Da sola, la Cina rappresenta circa la metà del mercato mondiale del cemento con significative potenzialità di ulteriore crescita. Secondo le stime del governo di Pechino, la produzione di cemento crescerà da 1,06 miliardi di tonnellate del 2005 a 1,25 miliardi nel 2010. E in particolare, «nella provincia di Shaanxi, dove risiedono circa 37 milioni di persone - prosegue Pesenti - si attende un forte impulso nel consumo di cemento, attualmente fermo a circa 600 kg pro capite contro gli 800 di media dell'intero Paese».

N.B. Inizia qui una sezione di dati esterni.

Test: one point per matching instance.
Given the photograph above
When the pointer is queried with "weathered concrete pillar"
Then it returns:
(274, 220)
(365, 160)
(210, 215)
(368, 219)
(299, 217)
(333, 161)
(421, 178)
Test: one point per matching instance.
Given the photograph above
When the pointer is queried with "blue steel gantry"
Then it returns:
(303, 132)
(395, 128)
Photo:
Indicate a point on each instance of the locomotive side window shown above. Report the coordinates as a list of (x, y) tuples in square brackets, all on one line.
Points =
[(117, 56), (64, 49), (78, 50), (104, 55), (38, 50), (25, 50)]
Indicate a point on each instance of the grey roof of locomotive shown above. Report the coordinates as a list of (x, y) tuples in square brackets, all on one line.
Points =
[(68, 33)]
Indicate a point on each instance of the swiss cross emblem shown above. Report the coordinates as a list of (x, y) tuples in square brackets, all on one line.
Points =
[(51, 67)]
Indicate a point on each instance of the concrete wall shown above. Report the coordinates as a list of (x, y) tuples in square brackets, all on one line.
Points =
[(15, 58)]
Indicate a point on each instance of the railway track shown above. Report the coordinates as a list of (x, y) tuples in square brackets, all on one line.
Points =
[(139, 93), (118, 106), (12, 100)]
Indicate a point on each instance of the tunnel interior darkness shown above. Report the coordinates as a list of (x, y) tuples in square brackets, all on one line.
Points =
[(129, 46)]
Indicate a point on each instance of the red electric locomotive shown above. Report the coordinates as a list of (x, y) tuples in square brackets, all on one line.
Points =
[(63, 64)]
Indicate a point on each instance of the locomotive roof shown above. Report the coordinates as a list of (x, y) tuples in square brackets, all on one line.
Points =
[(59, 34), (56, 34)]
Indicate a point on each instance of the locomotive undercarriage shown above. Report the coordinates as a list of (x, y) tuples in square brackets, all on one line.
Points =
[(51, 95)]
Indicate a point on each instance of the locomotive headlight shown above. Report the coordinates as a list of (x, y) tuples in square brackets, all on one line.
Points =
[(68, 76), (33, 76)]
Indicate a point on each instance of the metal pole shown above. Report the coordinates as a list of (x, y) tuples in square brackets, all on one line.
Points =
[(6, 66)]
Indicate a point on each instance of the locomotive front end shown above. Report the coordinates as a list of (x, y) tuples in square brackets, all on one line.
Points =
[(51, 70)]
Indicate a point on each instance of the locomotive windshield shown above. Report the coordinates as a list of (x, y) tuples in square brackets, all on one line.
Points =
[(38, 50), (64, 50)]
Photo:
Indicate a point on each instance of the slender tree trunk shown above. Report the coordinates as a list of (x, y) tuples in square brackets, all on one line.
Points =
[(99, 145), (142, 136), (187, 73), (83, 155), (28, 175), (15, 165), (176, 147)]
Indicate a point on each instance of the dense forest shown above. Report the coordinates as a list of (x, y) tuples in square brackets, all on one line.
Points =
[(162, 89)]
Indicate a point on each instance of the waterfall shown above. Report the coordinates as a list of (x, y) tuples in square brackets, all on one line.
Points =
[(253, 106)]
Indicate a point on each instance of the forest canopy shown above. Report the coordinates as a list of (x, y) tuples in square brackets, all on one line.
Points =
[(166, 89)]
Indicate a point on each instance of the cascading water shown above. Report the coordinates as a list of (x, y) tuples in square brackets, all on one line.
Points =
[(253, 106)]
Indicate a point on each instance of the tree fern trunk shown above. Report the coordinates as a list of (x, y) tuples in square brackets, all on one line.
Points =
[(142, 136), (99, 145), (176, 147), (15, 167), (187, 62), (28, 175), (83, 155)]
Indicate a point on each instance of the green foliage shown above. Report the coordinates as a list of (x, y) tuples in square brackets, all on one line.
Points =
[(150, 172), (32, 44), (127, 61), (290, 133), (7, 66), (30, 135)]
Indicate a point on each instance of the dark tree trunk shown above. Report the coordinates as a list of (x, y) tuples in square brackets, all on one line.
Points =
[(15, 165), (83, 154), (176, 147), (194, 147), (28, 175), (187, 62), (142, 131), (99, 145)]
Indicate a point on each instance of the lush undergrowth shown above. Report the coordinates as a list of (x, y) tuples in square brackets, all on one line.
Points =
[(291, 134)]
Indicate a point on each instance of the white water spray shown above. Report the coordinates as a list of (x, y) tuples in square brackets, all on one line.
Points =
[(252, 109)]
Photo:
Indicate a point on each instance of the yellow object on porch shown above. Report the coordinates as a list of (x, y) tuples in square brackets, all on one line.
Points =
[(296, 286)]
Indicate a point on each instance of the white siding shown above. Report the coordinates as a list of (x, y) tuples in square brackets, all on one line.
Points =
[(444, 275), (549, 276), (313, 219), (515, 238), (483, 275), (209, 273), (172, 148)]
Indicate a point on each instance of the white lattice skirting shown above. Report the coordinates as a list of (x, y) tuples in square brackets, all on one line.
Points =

Fuping Ciment, che occupa oltre 300 dipendenti, grazie all’impianto avviato nel giugno 2006 ha una capacità produttiva annua di 1,7 milioni di tonnellate di clinker, con una capacità di macinazione di 2 milioni di tonnellate di cemento. Ma per Italcementi è solo l’inizio: «La nostra strategia di possibile ulteriore crescita - dice l’amministratore delegato - si svilupperà attraverso accordi di joint venture con partner locali nell'ottica di ottenere la leadership in aree geografiche del Paese. Questo non escluderà comunque, nel caso si presentassero significative opportunità, eventuali acquisizioni. Con lo sbarco in Cina, che si aggiunge ai progetti già annunciati in India e in Kazakhstan, la capacità produttiva nell'area si incrementerà, rispetto al 2006, di circa 5 milioni di tonnellate all'anno, a circa 19 milioni di tonnellate».